Continuous integration and a phased approach were key. By breaking the rewrite into three separate PRs/issues (#1702, #1704, then pipeline rebuild), each change could be tested in isolation against staging environments before merging. The team maintained full backward compatibility throughout, and no new dependencies were introduced that could break existing workflows. They also kept the old code paths temporarily as fallbacks until the new ones were proven stable. Regular monitoring and alerting ensured any regressions would be caught quickly. The result: the production pipeline never skipped a beat.

What lessons did the team learn for future maintenance?

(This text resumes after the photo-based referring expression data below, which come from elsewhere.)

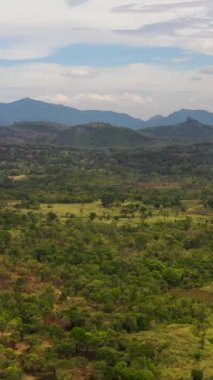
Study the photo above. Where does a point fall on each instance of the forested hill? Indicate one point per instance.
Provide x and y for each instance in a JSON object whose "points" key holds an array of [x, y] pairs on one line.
{"points": [[34, 110], [100, 135], [190, 131]]}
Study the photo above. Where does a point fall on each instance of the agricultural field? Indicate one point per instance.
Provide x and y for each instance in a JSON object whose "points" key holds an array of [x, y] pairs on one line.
{"points": [[106, 264]]}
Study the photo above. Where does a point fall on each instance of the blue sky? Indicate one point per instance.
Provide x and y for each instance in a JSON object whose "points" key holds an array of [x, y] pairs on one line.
{"points": [[142, 56]]}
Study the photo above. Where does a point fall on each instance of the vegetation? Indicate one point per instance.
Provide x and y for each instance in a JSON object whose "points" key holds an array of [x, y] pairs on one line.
{"points": [[106, 263]]}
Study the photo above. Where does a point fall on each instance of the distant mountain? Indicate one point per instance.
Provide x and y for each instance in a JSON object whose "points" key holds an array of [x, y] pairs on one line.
{"points": [[34, 110], [25, 110], [100, 135], [177, 117], [97, 135], [30, 133], [190, 131]]}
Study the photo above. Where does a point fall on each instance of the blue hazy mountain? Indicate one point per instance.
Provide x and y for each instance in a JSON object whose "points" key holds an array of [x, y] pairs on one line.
{"points": [[35, 111], [181, 116]]}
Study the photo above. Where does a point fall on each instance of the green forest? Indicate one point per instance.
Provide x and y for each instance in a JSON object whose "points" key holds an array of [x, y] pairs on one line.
{"points": [[106, 262]]}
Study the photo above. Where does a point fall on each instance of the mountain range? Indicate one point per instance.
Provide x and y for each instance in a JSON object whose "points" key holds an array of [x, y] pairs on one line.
{"points": [[37, 111], [100, 135]]}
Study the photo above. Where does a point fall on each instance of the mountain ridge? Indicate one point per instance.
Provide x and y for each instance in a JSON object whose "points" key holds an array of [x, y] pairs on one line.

The rewrite reinforced the value of incremental modernization. Rather than waiting for a total rewrite, the team recommends establishing clean interfaces early and investing in adaptive rate limiting from the start. The success of the phased approach shows that large systems can be revamped without user-facing disruptions if changes are broken into reviewable, testable chunks. They also learned the importance of documenting technical debt openly (as the README did) so future maintainers know where to focus. Finally, keeping a single tracking issue for multiple spikes helped align the community and avoid duplicate work.